99 Percent Mine(6)



I feel bad now, because I wasn’t listening at all.

I checked the roster like a compulsive brownnoser, circling the fuckups and gaps, while Keith sat on a bar stool telling a story about his wife, mother-in-law, and a misplaced wallet. Something about sickness and working all the time. Some sighs and a drink coaster torn into tiny shreds. As doleful and sweet as he is, twenty bucks was a bargain price to end that conversation.

“Don’t worry about it.” I always get a proud swell in my chest when I’m generous. I wait, but Keith just keeps leaning. “Seriously, I don’t care about twenty bucks. You can buy me a drink to celebrate when I finally get out of this place. I’d better go. Wine doesn’t drink itself.”

“Could drink it in there,” he points out. “It’s a bar, you know.”

I make a face. “Like I’m going to breathe the same air as those dudes for longer than necessary.”

“I’ll get you a stool next to me,” he offers, but I shake my head.

“I do my best drinking at home on the couch. With no pants. And the Smiths getting me all nice and depressed.” That was a bit too honest.

I put my hand on my car door, but he just blows out a deep breath. He’s stalling for some reason. I’m beginning to think he’s working his way up to a bigger loan. “God, what is it? Spit it out.”

He squints up at the stars. “So, some night, huh?”

I put my hand on my hip. “Keith, you’re being really weird. Please stop crushing my car.”

“You feel it, right?” He looks down at me in a strange way. Sort of like he needs to sneeze.

“A stampede of dinosaurs?” I don’t make him smile. He just keeps looking at me and he won’t let me leave. “What? What am I supposed to be feeling?”

“Me and you. This.” He points between us.

Shock plus surprise equals anger. “Keith, what the hell.”

“You look at me a lot.”

“Because you’re the bulletproof vest we keep on the stool by the door. No, don’t even try.” I snatch my arm back when he reaches for it. “I bet your wife would be real impressed with you.” Unfaithfulness is the most abhorrent thing I can think of, because it’s the opposite of weddings—and that’s what I’ve marinated myself in for years. Someone promises to love you forever, and then you go staring at girls at work? “Fuck you, Keith, seriously.”

He slumps, hand on the back of his neck, the picture of misery. “She’s barely got any time for me since her mom got sick. I feel like you and I have a connection, you know?”

“Because we were friends. Were.” I wrench open my car door and feel a spike of fear when his hand wraps my wrist, holding me in place. I pull and he gets tighter. I get angrier and pull harder. My wrist is burning worse than when Jamie twisted it on purpose when we were kids. But I want it to hurt. Better than standing still.

“If you would just listen—” Keith tries, but my skin is too soft for him to retain any purchase on, and I slip out of his grip like a silk scarf. The parking lot is now inexplicably deserted. My heart rate perks up, like a guy looking over the top of his newspaper: What’s going on here? If it craps out on me now I am going to be furious.

I point my finger at Keith’s face. “I thought you were one of the good ones. Wrong as usual.”

I get my butt in my seat. I slam the door and hear a faint woof of pain. I’m out of here, doors locked. This is my personal specialty: slipping out of a too-tight grip and getting the hell out. My former friend just a cheating cardboard cutout in my rearview mirror. “Wrong as usual, because there are no good ones.”

When I hear my voice say it out loud, I know it isn’t true. There’s still one solid-gold good man left out there. He’s the high-tide mark in a world of inch-deep puddles. Quick, I’m having a winemergency. Drink tonight and go to sleep and forget.

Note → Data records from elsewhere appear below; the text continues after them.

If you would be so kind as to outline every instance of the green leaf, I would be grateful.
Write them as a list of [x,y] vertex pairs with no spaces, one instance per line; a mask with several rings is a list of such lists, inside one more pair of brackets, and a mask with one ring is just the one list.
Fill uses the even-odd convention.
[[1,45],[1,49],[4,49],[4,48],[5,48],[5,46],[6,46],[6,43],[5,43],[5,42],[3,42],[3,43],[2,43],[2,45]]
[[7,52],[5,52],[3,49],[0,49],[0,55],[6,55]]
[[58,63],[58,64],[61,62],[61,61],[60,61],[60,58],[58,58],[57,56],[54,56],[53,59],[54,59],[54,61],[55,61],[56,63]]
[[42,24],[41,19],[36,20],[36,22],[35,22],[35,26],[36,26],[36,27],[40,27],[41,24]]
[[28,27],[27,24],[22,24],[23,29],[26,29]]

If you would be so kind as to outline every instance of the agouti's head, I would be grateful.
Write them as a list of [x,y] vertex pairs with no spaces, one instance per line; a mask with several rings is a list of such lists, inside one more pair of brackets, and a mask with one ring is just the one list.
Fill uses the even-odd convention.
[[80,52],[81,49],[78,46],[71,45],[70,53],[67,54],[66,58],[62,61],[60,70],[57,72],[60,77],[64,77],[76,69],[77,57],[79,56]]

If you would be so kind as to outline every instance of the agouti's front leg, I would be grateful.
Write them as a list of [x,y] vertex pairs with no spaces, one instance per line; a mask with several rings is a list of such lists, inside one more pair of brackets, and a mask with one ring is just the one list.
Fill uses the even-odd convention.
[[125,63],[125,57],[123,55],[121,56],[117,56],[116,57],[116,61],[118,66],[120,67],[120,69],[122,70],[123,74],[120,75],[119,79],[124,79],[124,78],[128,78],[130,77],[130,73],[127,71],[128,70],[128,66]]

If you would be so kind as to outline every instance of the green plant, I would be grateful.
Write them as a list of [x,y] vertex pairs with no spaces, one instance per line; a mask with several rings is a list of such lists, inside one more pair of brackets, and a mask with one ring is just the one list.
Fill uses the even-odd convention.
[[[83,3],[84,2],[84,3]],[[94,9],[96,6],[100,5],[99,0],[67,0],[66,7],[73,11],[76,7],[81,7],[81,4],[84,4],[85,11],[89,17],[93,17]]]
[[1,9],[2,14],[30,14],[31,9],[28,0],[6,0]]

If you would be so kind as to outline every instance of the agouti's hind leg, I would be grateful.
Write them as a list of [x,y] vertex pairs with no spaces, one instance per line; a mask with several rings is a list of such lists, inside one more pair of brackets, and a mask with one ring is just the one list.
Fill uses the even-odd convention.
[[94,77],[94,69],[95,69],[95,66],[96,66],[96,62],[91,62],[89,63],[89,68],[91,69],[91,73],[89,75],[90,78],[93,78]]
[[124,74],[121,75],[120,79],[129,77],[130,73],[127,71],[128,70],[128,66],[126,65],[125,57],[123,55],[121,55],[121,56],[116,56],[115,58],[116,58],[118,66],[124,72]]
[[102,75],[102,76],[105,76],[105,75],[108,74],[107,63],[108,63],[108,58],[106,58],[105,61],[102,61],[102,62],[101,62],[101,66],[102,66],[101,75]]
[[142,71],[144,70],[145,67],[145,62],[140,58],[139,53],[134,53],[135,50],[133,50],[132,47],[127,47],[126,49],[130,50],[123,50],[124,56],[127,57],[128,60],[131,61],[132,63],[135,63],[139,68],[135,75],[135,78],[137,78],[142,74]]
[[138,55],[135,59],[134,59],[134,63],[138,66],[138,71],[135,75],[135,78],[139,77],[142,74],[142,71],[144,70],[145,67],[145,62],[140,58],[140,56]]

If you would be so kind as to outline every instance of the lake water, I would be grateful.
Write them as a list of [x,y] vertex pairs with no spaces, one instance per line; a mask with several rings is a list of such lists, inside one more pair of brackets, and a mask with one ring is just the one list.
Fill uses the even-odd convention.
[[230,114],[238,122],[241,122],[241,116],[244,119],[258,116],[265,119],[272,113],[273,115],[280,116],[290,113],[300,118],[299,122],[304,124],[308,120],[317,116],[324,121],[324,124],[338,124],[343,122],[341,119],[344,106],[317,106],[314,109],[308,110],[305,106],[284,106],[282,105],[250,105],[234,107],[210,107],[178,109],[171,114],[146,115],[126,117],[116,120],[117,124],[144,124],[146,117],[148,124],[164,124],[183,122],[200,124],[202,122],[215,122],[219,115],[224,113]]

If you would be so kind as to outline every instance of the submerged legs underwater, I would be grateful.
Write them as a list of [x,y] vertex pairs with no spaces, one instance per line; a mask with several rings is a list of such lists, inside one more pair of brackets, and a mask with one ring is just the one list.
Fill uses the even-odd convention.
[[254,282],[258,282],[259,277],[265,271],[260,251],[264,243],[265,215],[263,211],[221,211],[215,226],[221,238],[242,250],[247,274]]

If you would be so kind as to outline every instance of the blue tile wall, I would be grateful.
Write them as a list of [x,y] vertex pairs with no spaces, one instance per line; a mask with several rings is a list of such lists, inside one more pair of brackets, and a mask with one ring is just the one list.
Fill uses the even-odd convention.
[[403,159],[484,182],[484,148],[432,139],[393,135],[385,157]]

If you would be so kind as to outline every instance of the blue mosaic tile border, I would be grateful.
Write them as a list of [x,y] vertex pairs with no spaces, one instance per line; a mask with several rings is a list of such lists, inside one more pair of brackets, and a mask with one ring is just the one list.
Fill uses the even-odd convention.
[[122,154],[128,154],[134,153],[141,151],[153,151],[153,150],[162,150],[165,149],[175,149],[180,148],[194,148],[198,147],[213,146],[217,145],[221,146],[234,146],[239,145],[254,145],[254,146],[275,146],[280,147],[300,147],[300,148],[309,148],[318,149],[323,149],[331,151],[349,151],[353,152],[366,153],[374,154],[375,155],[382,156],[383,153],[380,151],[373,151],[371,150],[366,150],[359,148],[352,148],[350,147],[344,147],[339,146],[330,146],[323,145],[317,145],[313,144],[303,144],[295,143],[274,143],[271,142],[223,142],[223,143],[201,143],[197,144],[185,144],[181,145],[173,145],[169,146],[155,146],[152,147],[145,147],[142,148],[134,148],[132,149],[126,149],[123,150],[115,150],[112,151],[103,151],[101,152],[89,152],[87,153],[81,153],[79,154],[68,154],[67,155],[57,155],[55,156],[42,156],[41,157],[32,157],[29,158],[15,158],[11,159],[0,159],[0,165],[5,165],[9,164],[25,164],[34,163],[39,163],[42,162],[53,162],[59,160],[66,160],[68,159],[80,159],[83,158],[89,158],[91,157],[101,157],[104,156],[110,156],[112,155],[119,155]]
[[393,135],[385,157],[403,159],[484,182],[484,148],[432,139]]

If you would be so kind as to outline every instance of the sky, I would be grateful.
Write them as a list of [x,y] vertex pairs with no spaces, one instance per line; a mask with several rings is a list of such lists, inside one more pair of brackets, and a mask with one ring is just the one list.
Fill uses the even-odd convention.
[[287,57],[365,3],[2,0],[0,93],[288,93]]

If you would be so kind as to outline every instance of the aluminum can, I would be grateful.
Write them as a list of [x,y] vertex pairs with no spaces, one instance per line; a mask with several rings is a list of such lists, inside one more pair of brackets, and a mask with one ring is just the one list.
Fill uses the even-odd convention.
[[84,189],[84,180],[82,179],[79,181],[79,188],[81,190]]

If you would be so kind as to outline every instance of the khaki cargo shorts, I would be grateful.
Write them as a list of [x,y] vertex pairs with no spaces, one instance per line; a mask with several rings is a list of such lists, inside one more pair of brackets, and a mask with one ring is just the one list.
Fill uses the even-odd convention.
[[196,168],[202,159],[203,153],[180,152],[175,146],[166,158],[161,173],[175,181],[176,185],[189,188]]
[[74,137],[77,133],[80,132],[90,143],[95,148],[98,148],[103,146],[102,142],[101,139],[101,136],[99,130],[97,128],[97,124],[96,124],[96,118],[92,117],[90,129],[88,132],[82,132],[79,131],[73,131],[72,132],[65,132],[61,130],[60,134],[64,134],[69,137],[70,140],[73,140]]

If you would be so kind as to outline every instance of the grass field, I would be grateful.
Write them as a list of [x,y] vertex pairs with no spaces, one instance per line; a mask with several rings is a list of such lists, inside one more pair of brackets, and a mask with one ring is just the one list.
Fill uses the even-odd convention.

I drive a meandering route to the convenience store near my house, checking my rearview mirror. I put my heart back in its box and I endure a ten-minute argument with my base female self. Was I too friendly with Keith? Too casual, too naughty and rude and loose with my smiles? No, fuck him.

I rework different conversations that I’ve had with him, cringing at how easy and enjoyably platonic I found them. Maybe I even used him as a substitute for my brother. Did I pay Keith twenty bucks to be my friend?

Oh God, I’m pathetic.

I wonder how many Keiths are in wedding portraits I’ve done over the years. I prod my stinging wrist. It’s a good reminder that no matter how careful I am, it’ll never be enough. I am going to need a lot of wine tonight.

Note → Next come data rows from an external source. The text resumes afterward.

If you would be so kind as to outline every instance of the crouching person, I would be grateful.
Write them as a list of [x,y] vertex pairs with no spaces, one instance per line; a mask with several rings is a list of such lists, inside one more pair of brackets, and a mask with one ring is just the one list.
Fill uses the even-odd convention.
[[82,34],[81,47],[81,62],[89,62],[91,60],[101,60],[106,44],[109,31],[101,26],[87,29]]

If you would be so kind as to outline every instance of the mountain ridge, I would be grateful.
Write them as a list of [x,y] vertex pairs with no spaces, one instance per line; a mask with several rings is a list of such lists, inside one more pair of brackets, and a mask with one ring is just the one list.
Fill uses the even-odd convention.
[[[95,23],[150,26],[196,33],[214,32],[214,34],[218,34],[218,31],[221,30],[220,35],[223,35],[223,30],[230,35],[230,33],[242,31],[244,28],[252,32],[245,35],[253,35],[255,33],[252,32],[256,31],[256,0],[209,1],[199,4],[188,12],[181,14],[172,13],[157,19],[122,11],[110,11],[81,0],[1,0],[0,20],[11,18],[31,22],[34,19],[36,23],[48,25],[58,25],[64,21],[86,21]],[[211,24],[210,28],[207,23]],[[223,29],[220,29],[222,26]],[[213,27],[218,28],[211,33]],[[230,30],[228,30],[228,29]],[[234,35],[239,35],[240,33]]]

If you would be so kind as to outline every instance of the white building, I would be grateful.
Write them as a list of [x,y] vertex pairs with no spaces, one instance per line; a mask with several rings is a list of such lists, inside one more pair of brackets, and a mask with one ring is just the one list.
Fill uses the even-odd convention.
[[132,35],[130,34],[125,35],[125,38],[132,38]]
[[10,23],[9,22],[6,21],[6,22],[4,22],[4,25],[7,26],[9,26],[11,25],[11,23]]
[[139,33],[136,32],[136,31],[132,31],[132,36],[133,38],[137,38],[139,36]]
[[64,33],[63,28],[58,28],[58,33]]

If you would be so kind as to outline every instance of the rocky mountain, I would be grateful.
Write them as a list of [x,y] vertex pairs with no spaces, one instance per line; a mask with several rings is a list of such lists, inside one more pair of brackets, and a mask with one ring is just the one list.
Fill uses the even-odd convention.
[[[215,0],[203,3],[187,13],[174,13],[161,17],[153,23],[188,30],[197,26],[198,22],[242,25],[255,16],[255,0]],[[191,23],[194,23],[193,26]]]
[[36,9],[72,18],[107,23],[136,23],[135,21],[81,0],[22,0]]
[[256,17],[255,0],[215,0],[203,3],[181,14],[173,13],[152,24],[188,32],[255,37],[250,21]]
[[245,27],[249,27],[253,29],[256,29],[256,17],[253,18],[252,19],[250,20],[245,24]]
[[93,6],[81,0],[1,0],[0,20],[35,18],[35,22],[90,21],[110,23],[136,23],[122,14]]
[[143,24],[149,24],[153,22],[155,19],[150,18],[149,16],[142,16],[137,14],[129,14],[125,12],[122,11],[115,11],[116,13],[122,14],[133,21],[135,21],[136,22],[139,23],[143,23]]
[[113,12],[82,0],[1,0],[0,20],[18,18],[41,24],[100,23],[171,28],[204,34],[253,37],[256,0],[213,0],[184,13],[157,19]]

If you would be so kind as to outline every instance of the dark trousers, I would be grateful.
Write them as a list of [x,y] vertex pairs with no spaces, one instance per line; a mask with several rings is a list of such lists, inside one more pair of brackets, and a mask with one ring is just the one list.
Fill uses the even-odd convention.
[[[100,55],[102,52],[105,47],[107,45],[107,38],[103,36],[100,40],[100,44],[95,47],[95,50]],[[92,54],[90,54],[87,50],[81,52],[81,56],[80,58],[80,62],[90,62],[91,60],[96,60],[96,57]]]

I pull my car up at the curb. This used to be a piece of parkland, stitched into the seams between my childhood home and Loretta’s cottage. Progress was unavoidable, but a neon-bright 7-Eleven store just feels insulting. I still can’t drive past my old house. It’s been painted mauve. Still, I could probably stand to look at that purple palace before I could make myself turn and look at the run-down white house across the street.

Feelings again. Wine. Wine.

“Not again,” the cashier, Marco, says when I walk in. “Not. Again.”

“I’m too tired for your shit so don’t even start.” This place is as convenient as the neon sign out front says. Otherwise, I wouldn’t endure this. Marco read a book about sugar and it changed his life.